The Prospect wrote that Geithner had decided to give the banks this hugely lucrative and risky exemption last month. After our story was picked up by Gretchen Morgensen in The New York Times, prompting a round of criticism, Geithner put the decision on hold. Now he has gone ahead with it.
Abuse of derivatives, such as credit default swaps, was at the heart of the financial collapse. The provisions on derivatives in Dodd-Frank, which were added in Senate floor amendments, were stronger than the language Geithner had originally proposed. The law requires nearly all derivatives to be traded on exchanges or otherwise cleared in a way that prohibits market manipulation and standardizes transactions. This provision takes out some of the abuses -- and some of the unwarranted excess profits -- that were common before the crisis.
But because progressives did not quite have the votes in the Senate to enact loophole-proof legislation, the final Dodd-Frank Act gave the Treasury secretary the authority to exempt derivatives involving trades of foreign currency, if he found this to be in the public interest. Banking lobbyists have been unrelenting in pushing for this exemption.
The original sin of the Obama administration was to fail to change the fundamental business model of the big banks that caused the crash. At the moment when the government had the most reform leverage over the banks that it had bailed out, Obama's top economic advisers failed to use this leverage to require a drastic simplification of an overly large and complex banking system. Instead, the government went right on propping the banks up instead of cleaning them out.
This failure has had both political consequences and economic ones. Politically, it signaled that the administration was in bed with Wall Street, letting Republicans, of all people, articulate popular resentment against the bankers.
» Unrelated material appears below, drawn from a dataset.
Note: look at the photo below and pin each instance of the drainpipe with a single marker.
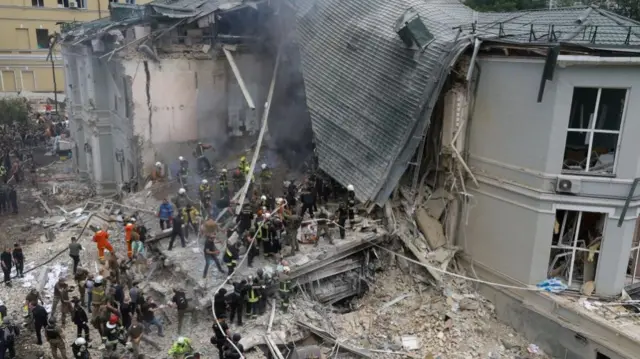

Economically, the decision enabled the banks to return to grotesque profitability while the rest of the economy stayed in the doldrums.
Both consequences have been bad for America, and President Obama has paid the political price. But Geithner seems to have learned nothing at all.
Ironically, on the very day that Geithner blew this huge hole in Dodd-Frank, European Union regulators opened a sweeping investigation into ongoing abuses in credit default swaps. You have to wonder whether the fact that banks are playing off regulators on opposite sides of the Atlantic is producing a race to the top or to the bottom.
Geithner's decision becomes final in 30 days. For more information on efforts to reverse it, check out Americans for
Financial Reform and Better Markets
.
At the very least, one of the Senate committees still in progressive hands should call Geithner and his critics to testify on this unwise decision and its risky consequences.